The International Energy Agency says it is “leading a new era of international energy co-operation.” There’s clearly a lot of leading to be done, with Russia using its oil to wage war on Ukraine, but you can hardly blame the IEA for trying. Earlier this month, it produced its bumper oil annual, predicting that “oil markets are on course for a major surplus this decade”. The Times reported this as a “staggering” surplus, while OPEC+, the oil producers’ cartel, called it “dangerous.” Certainly, if the IEA is right, there’s a big danger to the producers’ balance sheets.
It is quite brave of the IEA to keep sticking its neck out over prices, year after year, since its record is, well, mixed. In 2019, it concluded that there was “no peak in oil demand in sight”. The next year, Covid had dented that expectation, and the verdict was “demand expected to contract.” By 2021, “demand is set to rise every year through 2026”. This bold forecast was qualified with “stronger policies and behaviour changes could bring on a peak in demand soon.” Well, who’da thunk it?
It is too easy to mock others’ forecasts, as any forecaster knows. But let us suppose that this time the IEA is right, while OPEC+ is just whistling to keep its spirits up, and that we are headed for a lasting glut of oil (and gas). The obvious consequence will be falling prices. For the world’s most important commodity, that would have quite an impact. The massive transfer of wealth from a few producers to everyone else would stimulate growth all over the place, so bring it on.
Yet it is not only the producers who would suffer. Cheap oil would deliver a body-blow to net-zero ambitions everywhere. The previous forecasts for the cost of greening the UK’s electricity grid have already been shown to be wishful thinking, while almost the only British buyers of electric cars are companies, driven there by the overwhelming tax attractions. The industry is now asking for more tax breaks to try and stimulate demand. The IEA itself acknowledges that a 15 per cent slowdown in world takeup of electric vehicles would ruin its present forecasts. A fall in the oil price, reflected in the price at the pumps, would expose these cars to an even harsher environment.

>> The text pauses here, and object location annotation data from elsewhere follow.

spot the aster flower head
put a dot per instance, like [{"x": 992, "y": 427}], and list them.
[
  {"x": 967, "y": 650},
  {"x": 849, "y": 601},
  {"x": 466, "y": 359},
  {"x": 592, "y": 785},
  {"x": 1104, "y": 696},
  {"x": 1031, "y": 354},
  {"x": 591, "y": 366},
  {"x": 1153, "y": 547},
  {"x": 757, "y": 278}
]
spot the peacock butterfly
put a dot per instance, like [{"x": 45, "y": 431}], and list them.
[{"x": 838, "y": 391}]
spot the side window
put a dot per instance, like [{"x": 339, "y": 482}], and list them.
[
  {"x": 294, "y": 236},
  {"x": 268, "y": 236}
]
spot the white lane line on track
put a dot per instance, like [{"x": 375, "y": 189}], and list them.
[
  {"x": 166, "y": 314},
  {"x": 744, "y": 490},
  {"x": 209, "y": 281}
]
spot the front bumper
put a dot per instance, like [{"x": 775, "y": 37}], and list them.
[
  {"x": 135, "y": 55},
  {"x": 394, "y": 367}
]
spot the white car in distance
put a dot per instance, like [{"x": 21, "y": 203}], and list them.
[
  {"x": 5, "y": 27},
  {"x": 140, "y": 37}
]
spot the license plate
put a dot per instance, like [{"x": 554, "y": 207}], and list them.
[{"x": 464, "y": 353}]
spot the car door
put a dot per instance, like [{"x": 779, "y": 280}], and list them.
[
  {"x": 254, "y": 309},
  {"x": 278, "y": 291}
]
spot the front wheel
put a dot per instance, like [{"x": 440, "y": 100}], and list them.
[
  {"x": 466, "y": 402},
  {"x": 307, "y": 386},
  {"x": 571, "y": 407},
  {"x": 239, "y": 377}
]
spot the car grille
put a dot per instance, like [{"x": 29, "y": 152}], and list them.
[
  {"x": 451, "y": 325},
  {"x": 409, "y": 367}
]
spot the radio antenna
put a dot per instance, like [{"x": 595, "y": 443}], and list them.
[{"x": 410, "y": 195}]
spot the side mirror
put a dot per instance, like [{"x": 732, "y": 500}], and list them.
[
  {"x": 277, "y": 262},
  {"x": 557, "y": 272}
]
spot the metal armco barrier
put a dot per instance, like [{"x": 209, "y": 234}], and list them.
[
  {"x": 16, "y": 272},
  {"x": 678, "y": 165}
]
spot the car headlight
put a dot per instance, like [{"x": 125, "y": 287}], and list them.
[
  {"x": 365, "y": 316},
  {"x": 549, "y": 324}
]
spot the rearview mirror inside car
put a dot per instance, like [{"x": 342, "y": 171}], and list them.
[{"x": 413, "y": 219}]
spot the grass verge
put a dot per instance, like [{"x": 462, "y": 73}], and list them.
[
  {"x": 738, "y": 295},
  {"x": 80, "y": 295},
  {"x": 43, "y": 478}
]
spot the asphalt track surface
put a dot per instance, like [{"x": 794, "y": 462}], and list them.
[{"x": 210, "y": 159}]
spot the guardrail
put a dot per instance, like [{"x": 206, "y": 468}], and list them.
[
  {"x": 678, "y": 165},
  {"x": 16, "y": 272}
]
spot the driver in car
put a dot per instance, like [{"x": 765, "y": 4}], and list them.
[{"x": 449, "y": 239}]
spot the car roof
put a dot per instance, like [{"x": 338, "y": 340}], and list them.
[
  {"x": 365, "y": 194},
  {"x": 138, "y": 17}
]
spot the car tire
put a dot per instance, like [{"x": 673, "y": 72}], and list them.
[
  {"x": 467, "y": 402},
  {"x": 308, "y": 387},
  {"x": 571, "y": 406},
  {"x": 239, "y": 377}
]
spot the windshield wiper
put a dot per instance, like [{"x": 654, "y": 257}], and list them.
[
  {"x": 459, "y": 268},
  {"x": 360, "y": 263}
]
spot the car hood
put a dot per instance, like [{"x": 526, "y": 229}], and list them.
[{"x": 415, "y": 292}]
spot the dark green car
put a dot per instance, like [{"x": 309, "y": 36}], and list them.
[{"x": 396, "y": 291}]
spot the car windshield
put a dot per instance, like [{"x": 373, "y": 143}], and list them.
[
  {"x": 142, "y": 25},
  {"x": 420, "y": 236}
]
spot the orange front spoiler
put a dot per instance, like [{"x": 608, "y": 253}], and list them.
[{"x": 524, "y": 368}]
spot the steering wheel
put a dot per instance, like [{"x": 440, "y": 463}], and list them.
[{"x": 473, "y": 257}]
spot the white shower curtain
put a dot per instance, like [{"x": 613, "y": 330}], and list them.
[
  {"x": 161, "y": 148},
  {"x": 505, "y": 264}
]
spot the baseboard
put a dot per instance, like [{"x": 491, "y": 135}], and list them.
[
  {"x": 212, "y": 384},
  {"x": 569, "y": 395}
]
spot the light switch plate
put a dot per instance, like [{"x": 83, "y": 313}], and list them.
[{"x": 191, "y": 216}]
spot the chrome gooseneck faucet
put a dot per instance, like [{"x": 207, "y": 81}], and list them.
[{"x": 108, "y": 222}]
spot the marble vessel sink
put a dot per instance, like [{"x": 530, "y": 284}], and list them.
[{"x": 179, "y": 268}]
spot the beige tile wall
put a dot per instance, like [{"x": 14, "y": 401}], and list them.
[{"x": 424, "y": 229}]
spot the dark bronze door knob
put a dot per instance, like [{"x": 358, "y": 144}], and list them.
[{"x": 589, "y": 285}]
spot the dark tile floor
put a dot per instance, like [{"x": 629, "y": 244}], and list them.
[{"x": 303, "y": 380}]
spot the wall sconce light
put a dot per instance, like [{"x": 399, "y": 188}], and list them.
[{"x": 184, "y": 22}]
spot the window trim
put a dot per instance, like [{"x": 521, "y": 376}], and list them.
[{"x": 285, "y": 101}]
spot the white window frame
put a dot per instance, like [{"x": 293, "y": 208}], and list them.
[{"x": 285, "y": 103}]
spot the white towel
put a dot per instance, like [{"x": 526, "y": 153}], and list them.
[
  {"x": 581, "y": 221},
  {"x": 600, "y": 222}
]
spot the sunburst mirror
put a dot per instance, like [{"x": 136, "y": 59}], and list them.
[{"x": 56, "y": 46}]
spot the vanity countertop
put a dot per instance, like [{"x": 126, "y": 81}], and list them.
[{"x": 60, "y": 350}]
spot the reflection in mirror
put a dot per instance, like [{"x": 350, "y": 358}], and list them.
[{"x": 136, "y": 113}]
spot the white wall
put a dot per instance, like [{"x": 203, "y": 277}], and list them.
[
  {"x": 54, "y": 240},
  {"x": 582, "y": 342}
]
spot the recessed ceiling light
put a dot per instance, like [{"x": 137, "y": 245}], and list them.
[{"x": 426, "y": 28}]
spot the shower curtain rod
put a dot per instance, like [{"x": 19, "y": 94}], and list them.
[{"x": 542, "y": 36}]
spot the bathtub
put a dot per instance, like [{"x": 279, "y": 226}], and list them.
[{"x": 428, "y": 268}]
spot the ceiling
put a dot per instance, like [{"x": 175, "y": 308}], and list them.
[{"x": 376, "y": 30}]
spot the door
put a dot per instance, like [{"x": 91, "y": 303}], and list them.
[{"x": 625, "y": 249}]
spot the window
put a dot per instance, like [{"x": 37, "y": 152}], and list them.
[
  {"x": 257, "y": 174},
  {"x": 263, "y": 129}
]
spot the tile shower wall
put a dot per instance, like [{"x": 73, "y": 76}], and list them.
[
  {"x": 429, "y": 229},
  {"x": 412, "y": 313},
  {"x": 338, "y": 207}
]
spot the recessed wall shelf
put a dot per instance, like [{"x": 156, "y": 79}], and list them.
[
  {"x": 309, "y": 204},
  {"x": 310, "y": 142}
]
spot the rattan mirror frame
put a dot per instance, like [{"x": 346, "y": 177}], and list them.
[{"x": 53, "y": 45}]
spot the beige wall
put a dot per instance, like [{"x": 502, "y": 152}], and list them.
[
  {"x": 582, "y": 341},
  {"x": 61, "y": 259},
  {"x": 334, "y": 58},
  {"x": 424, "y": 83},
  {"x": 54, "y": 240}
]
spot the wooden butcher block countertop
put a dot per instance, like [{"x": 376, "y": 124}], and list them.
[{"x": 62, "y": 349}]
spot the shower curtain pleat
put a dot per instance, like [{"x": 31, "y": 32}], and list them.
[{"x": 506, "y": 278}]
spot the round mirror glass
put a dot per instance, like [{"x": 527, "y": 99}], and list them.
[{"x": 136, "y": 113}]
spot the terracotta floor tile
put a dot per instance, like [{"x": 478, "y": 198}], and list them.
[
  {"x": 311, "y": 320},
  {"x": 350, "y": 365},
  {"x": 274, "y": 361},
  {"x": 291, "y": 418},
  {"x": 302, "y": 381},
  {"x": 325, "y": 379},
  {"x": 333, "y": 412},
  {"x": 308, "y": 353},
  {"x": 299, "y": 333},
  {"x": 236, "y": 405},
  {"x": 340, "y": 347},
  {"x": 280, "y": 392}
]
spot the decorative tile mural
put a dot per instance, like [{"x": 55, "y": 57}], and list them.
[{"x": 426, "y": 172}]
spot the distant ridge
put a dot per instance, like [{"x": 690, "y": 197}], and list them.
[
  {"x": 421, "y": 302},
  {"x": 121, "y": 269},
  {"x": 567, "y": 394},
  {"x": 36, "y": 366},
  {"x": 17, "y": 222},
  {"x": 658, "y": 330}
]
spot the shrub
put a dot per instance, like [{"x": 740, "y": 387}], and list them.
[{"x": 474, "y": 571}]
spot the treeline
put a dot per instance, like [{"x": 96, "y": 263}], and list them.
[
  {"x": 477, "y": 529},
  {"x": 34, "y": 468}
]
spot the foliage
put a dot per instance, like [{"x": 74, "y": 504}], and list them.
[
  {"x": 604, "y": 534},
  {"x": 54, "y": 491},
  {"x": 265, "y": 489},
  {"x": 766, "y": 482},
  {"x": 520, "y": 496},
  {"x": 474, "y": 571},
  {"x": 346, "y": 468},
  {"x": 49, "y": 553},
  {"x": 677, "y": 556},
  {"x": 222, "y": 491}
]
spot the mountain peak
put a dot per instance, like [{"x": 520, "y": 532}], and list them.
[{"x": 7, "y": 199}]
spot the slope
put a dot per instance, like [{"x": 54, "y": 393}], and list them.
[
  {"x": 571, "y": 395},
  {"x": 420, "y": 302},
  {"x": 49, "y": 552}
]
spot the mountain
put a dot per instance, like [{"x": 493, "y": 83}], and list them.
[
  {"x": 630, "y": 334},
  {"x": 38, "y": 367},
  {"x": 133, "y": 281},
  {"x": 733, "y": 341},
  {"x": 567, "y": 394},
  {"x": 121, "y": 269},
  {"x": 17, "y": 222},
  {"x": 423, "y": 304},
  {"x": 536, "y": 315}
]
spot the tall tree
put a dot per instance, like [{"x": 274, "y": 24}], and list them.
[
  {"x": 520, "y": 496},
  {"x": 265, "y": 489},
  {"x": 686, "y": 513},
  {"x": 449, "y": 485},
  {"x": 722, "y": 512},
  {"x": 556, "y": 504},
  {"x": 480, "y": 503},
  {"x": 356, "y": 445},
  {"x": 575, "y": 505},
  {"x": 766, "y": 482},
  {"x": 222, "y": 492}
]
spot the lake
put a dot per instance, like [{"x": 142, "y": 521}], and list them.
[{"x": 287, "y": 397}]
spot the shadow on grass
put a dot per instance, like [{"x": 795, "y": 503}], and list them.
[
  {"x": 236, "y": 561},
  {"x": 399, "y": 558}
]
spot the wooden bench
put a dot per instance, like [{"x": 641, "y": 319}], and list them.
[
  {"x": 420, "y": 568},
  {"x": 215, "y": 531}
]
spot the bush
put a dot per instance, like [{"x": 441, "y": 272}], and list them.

We used to worry that “peak oil” meant that we were running out of the stuff. This has morphed into a forecast of chronic surplus, and “stranded assets.” The clever boys at Capital Economics (better at forecasting than most) expect demand to start falling in 2030, and to decline rapidly thereafter. Well, perhaps, but the world will always need more energy. Oil is the principal source. Windmills and sunbeams will never be enough.